Federal and state laws require institutions to develop policies and procedures for certain events that occur after death: requesting organ or tissue donation, performing an autopsy, certifying and documenting the occurrence of a death, and providing safe and appropriate postmortem care. In accordance with federal law, a specially trained professional (e.g., transplant coordinator or social worker) makes requests for organ and tissue donation at the time of every death. The person requesting organ or tissue donation provides information about who can legally give consent, which organs or tissues can be donated, associated costs, and how donation affects burial or cremation.
In extremely stressful circumstances created by the loss of a loved one, grieving survivors usually cannot remember all they were told. Nurses provide support and reinforce and clarify explanations given to them during the request process. In addition, understanding the physiology of organ donation is often difficult for family members. Even though a patient who is brain dead is legally declared dead, he or she remains on life support to provide the vital organs with blood and oxygen before transplant. The appearance of a live-looking body confuses the family, and they need help to understand that the life support is only preserving the vital organs. Nonvital tissues such as corneas, skin, long bones, and middle ear bones are taken at the time of death without artificially maintaining vital functions. If the deceased has not left behind instructions concerning organ and tissue donation, the family gives or denies consent at the time of death. Review your state organ retrieval laws and institutional policy and procedure regarding the formal consent process. Be aware that the laws governing who to approach for organ donation may not be acceptable in other cultures.
Family members give consent for an autopsy (i.e., the surgical dissection of a body after death) to determine the exact cause and circumstances of death or discover the pathway of a disease (see Chapter 23). In most cases a coroner or medical examiner determines the need to perform an autopsy. Law sometimes requires that an autopsy be performed when death is the result of foul play; homicide; suicide; or accidental causes such as motor vehicle crashes, falls, the ingestion of drugs, or deaths within 24 hours of hospital admission. Unattended deaths or those that occur in the workplace or during incarceration also usually require an autopsy (AMA, 2004).
Usually the physician or other designated health care provider asks for autopsy permission while the nurse answers questions and supports the family’s choices. Inform family members that an autopsy does not deform the body and that all organs are replaced in the body. Family members are often comforted to know that others may be helped by either the gift of organ and tissue donation or through autopsy. Respect and honor family wishes and final decisions.

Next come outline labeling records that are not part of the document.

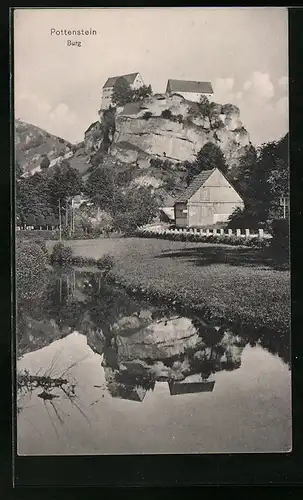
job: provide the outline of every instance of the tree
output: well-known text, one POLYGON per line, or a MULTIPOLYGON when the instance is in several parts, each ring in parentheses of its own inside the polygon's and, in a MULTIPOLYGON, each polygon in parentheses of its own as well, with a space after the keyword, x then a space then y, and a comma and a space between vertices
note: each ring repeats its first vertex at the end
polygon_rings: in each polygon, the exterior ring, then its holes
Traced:
POLYGON ((124 77, 116 80, 113 88, 112 103, 118 106, 124 106, 127 102, 131 102, 133 92, 130 84, 124 77))
POLYGON ((17 182, 17 215, 24 222, 29 215, 34 217, 53 214, 49 178, 37 172, 17 182))
POLYGON ((99 208, 108 210, 112 205, 116 191, 115 170, 101 164, 87 179, 85 192, 99 208))
POLYGON ((142 85, 142 87, 139 87, 138 89, 133 90, 133 96, 132 100, 133 101, 142 101, 146 97, 149 97, 152 95, 153 91, 151 88, 151 85, 142 85))
POLYGON ((150 223, 161 204, 150 186, 130 186, 118 195, 112 214, 115 227, 122 231, 131 231, 137 226, 150 223))
POLYGON ((221 172, 227 172, 227 163, 225 156, 219 146, 212 142, 207 142, 197 154, 196 160, 192 163, 184 162, 187 169, 187 185, 203 170, 212 170, 218 168, 221 172))
POLYGON ((47 155, 43 155, 41 163, 40 163, 41 170, 46 170, 49 166, 50 166, 50 161, 48 159, 48 156, 47 155))
POLYGON ((49 189, 53 208, 58 209, 59 200, 65 203, 69 198, 83 191, 83 182, 80 173, 72 168, 67 160, 63 160, 60 166, 54 170, 49 181, 49 189))
MULTIPOLYGON (((253 217, 265 223, 281 217, 279 200, 289 192, 288 135, 257 150, 251 146, 232 176, 245 200, 242 219, 253 217)), ((234 220, 239 220, 239 214, 234 220)))
POLYGON ((201 95, 199 101, 199 110, 202 116, 209 117, 210 115, 210 102, 207 96, 201 95))

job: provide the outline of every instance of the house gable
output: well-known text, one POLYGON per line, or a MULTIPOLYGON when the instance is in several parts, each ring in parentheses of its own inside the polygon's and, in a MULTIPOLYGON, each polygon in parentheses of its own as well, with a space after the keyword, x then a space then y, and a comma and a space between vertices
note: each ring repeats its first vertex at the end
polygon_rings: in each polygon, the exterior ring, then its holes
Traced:
POLYGON ((211 82, 194 82, 189 80, 173 80, 167 82, 166 92, 185 92, 197 94, 213 94, 211 82))
POLYGON ((241 203, 243 199, 222 172, 216 168, 188 199, 188 203, 197 202, 241 203))
MULTIPOLYGON (((110 78, 108 78, 105 82, 105 84, 103 85, 103 88, 104 89, 108 89, 108 88, 113 88, 116 81, 119 79, 119 78, 125 78, 125 80, 130 84, 130 85, 133 85, 135 80, 137 79, 138 75, 140 76, 139 73, 130 73, 128 75, 119 75, 119 76, 111 76, 110 78)), ((141 76, 140 76, 141 78, 141 76)))

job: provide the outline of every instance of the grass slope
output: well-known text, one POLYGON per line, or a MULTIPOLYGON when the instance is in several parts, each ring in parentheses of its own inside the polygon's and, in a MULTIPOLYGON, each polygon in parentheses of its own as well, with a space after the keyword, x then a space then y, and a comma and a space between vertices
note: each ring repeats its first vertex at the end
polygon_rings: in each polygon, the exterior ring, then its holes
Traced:
POLYGON ((111 254, 124 286, 205 310, 214 322, 289 334, 290 273, 272 269, 256 249, 140 238, 66 244, 76 256, 111 254))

Documentation of a death provides a legal record of the event. Follow agency policies and procedures carefully to provide an accurate and reliable medical record of all assessments and activities surrounding a death. Physicians or coroners sign some medical forms such as a request for autopsy, but the registered nurse gathers and records much of the remaining information surrounding a death. Nurses also usually witness or delegate the signing of forms (e.g., release of body or personal belongings forms). Nursing documentation becomes relevant in risk management or legal investigations into a death, underscoring the importance of accurate, legal reporting. Documentation also validates success in meeting patient goals or provides justification for changes in treatment or expected outcomes. Box 36-9 lists important documentation elements for end-of-life care.
Family members deserve and expect a clear description of what happened to their loved one, especially in cases of sudden, unusual, or unexpected circumstances. Give only factual information in a nonjudgmental, objective manner and avoid sharing your opinions. State law and agency policy govern the sharing of the written medical record information, which usually involves a written request. Follow legal guidelines for documentation and sharing of medical records (see Chapter 23).

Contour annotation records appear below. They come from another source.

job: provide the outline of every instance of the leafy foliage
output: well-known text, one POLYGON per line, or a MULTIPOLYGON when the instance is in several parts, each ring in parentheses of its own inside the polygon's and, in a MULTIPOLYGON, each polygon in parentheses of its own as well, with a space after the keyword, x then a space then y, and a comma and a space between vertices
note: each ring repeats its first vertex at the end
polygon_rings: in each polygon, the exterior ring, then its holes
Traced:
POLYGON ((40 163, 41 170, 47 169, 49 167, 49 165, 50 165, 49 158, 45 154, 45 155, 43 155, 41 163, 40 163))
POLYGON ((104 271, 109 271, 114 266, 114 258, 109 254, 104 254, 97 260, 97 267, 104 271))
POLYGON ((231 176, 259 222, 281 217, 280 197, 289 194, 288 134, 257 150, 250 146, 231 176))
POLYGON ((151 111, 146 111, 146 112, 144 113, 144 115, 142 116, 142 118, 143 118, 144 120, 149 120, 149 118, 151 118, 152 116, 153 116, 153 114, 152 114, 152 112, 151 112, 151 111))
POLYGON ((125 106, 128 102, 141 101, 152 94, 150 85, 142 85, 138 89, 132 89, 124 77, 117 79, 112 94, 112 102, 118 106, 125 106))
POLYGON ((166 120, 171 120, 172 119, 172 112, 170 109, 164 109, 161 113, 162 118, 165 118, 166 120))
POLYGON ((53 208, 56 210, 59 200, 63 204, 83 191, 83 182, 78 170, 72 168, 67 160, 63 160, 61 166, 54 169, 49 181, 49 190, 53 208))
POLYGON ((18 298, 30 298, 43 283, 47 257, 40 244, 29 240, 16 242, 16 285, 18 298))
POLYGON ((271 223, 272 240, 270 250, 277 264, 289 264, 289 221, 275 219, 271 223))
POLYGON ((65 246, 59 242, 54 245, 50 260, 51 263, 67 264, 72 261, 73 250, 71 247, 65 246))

When a patient dies in an institutional or home care setting, nurses provide or delegate postmortem care, the care of a body after death. Above all, a human body deserves the same respect and dignity as a living person and needs to be prepared in a manner consistent with the patient’s cultural and religious beliefs. Death produces physical changes in the body quite quickly; thus you need to perform postmortem care as soon as possible to prevent discoloration, tissue damage, or deformities.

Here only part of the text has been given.